Description: Thallus crustose, endosubstratic, to thinly episubstratic and areolate, whitish, sometimes delimited by a very thin pale prothallus, forming orbicular patches to 4 cm in diam. Areoles sparse, discrete or contiguous, becoming more or less convex, usually esorediate. Medulla white, I-. Soralia bursting through the cell-layers of the substrate, often delimited by a thin, lacerate rim of bark or wood cells, pale green to bluish green, but frequently darkened and brownish to blackish, orbicular to ellipsoid-elongate, flat to crateriform, to 0.4 mm in diam., bearing farinose, to 30 µm wide soredia which are strongly inspersed with crystals dissolving in K. Apothecia rare, lecideine, black, 0.2-0.5 mm across, initially more or less immersed, then sessile, with a concave to rarely flat disc, and a thin, usually persistent proper margin. Proper exciple dispersa-type, the inner hyphae distinct, pigmented, prosoplectenchymatous, the outer hyphae with short, angular, distinctly swollen cells more or less carbonized with a brown pigment; epithecium olive-brown, N-; hymenium colourless, to 120 µm high, strongly inspersed with oil droplets; paraphyses simple or sparingly branched, 1.5-2 µm thick in lower part, apically swollen to 4-5 µm, with a brown pigment cap; hypothecium deep reddish brown. Asci 8-spored, clavate, Bacidia-type. Ascospores 1(-3)-septate, soon brown, narrowly ellipsoid, usually not constricted at septum, with pointed and often paler ends, sometimes slightly curved, 18-28 x 7.5-12.5 µm, Callispora-type. Photobionr chlorococcoid. Spot tests: thallus K+ yellow, C-, KC-, P- or P+ yellow, UV-. Chemistry: atranorin, placodiolic acid.
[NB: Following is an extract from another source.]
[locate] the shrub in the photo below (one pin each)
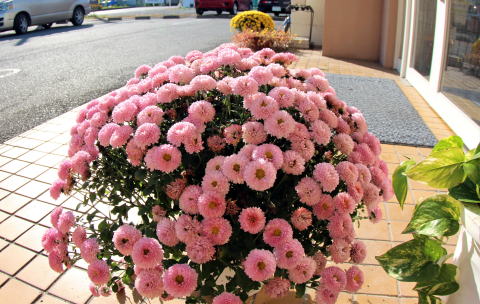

Note: a usually sterile species with bluish-greenish, round to elongated, and flat to concave soralia reacting K- in squash preparations; usually found on periodically dry wood of logs and old fences in upland areas; certainly more widespread in the Alps, and locally rather common.
Growth form: Crustose
Photobiont: green algae other than Trentepohlia
Reproductive strategy: mainly asexual, by soredia, or soredia-like structures (e.g. blastidia)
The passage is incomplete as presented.